Teil 1: “Das ist so cool” – Ausbildung

Mein Vater ist Altenpflegehelfer. Als ich klein war, lebten wir in Baden-Württemberg und ich hab zusammen mit meiner Mutter meinen Vater auf der Arbeit besucht. Und als Beschäftigung hab ich mich im Seniorenheim herumgetrieben. Da war ich sieben. Ich hab beim Stullenschmieren geholfen und sogar angereicht. Und ich weiß noch, vor manchen hatt ich richtig Angst, weil einige starr geguckt haben. Als Kind hab ich gedacht, dass sie mir die Hand abbeißen. Und trotzdem fand ich das cool. Und da war die einhundertundzwei Jährige Elsa. Das weiß ich noch. Mit der konnt ich mich noch ein bisschen unterhalten und ich hab sie in ihrem Rollstuhl umhergeschoben und für mich als Kind war der Rollstuhl ein cooles Fahrzeug.

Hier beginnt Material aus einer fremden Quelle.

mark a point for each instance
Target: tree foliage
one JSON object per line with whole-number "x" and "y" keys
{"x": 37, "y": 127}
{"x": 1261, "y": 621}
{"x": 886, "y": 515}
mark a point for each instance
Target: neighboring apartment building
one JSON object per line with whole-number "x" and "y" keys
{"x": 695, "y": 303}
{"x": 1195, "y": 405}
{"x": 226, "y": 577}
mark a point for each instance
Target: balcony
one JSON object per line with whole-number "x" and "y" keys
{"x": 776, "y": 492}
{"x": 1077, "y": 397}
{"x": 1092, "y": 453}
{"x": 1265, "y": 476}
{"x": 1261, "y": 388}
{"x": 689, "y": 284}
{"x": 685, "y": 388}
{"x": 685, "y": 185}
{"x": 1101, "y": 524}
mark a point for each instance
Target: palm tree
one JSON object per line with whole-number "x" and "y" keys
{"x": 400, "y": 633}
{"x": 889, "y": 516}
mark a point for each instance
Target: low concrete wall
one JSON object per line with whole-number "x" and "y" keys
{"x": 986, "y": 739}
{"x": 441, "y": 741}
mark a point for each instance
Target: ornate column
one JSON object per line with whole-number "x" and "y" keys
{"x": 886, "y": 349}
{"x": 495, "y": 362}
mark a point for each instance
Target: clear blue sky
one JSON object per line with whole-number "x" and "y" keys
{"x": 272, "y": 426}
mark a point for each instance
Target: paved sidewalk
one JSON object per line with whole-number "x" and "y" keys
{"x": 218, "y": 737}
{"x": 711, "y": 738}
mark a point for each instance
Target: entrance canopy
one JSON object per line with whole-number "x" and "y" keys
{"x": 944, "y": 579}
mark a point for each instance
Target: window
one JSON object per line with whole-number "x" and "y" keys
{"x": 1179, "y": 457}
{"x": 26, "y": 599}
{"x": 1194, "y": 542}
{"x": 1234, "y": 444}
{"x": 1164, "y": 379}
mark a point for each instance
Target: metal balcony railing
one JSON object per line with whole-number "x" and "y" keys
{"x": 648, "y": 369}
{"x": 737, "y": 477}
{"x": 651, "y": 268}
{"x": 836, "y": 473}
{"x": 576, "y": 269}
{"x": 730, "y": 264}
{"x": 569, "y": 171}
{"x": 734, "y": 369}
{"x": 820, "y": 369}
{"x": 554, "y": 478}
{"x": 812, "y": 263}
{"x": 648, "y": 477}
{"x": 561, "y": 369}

Meine Großmutter wurde zum Schluss, nach einem Schlaganfall, auch gepflegt. Das Sprachzentrum war betroffen und sie konnte auch nicht mehr so gut laufen. Wir haben in einem Haus mit knarrenden Treppen gewohnt und manchmal ist sie nachts super langsam und schlürfend die Stufen hoch gekommen und mein Zimmer war direkt an der Treppe und da hatt ich als Kind auch Angst vor den Geräuschen, die sie gemacht hat. Mir hat als Kind ja keiner erklärt, was ein Schlaganfall ist und dass sie dann nicht mehr richtig laufen und sprechen kann. Wir hatten auch einen Badewannenlifter und ich hab meinem Vater dabei zugesehen, wie er meine Großmutter gebadet hat. Und ich dachte „ey, cool, wie ein Fahrstuhl in der Badewanne“. Und das hat mich bestimmt alles geprägt. Ich hatte immer mehr Kontakt zu älteren als zu jüngeren Menschen.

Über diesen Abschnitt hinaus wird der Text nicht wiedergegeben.